The relationship started out happily, yet ended tragically. In 1961, Soares became increasingly obsessed with building and administering Flamengo Park, Rio de Janeiro’s equivalent to New York City’s Central Park. Though she had been the driving force behind the park’s inception, the ultimate credit that was due her was stripped away because of petty politics and chicanery. As Soares’s career declined and Bishop’s flourished, their relationship crumbled.

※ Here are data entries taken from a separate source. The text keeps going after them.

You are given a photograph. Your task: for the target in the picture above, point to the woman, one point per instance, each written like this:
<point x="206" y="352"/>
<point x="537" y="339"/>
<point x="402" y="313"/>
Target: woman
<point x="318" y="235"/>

Rare and Commonplace Flowers is a tale of two artists and two cultures, offering unique perspectives on both women and their work. Carmen L. Oliveira provides an unparalleled level of detail and insight, due to both her familiarity with Brazil as well as her access to the country’s artistic elite, many of whom had a direct connection with Bishop and Soares. Rare pictures of the two artists and their home bring this unique story to life.